The Lasjet III has a pretty good straight through of you use the face-up output tray, as others have noted. It's based on the Canon SX engine, which can be found in several other printers. IIRC, the DECLaser 2150 and 2250 use this engine, and one of the LaserWriter II models. These are very old printers and if you can find them, they'll probably need a fairly thorough cleaning to get acceptable output. The Canon engines of this era very pretty fabulous in terms of their durability, but the controllers are dog slow and the resolution usually topped out at 300 dpi.

I've fed card stock through each of these printers and they do leave a little curl.
posted by plinth at 5:18 PM on May 15, 2007


I've got a bunch of old HP Laserjets that can do straight through printing, either by opening a door on the back or just flipping a little lever. The downside being that they're all single-sheet at a time when you want the straight path.

Iirc, the Brother laser I set up for a client can do straight prints from the secondary paper tray that folds down in the front.
posted by jjb at 5:20 PM on May 15, 2007


I have a mid-1990s HP Laserjet 4+ and it does not do straight through printing. Opening the door on the back causes an error message to pop up on the printer and suspends operation. Been there, done that. Really dumb design because it would probably work otherwise.
posted by rolypolyman at 5:41 PM on May 15, 2007


I suspect you're barking up the wrong tree here. My experience with any kind of heavier stock is that generally the fuser can't fuse the toner onto heavier papers. Sometimes this has been due to the paper being more textured, but I've even had the problem with smooth card stock.

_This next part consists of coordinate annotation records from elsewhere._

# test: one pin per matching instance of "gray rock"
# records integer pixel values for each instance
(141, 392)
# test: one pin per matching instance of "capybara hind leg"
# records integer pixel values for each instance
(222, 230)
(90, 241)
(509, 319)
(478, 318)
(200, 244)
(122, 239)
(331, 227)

The result is much of the text flakes off and the end result looks shitty. For all their low-end glory, perhaps an inkjet might be better. Or, you could go the opposite route and go for something like a solid ink printer.
posted by mjbraun at 6:59 PM on May 15, 2007


Most laser printers have a door on the back that opens up for this very purpose. (Well, okay, it's really for fixing paper jams, but if you trick the sensor, it'll think the door is closed and let you print straight through.)

Also, if you print on both sides of the paper, the curling gets cancelled out.
posted by fvox13 at 8:10 PM on May 15, 2007


My Samsung has this feature. I use it for printing envelopes and sheet labels all the time. It would probably work well for cardstock.

Just as a general recommendation, when looking for this feature, you might Google/look-for "envelope printing" or "label printing" since that's a major use of the straight-through paper path. (If you run Avery labels through a curl-around path they tend to start to unpeel themselves. Badness.)
posted by Kadin2048 at 8:28 PM on May 15, 2007


The Laserjet 5L/6L printers could do this and were pretty inexpensive, but they weren't that well designed IMHO and older units typically had paper feed/roller issues.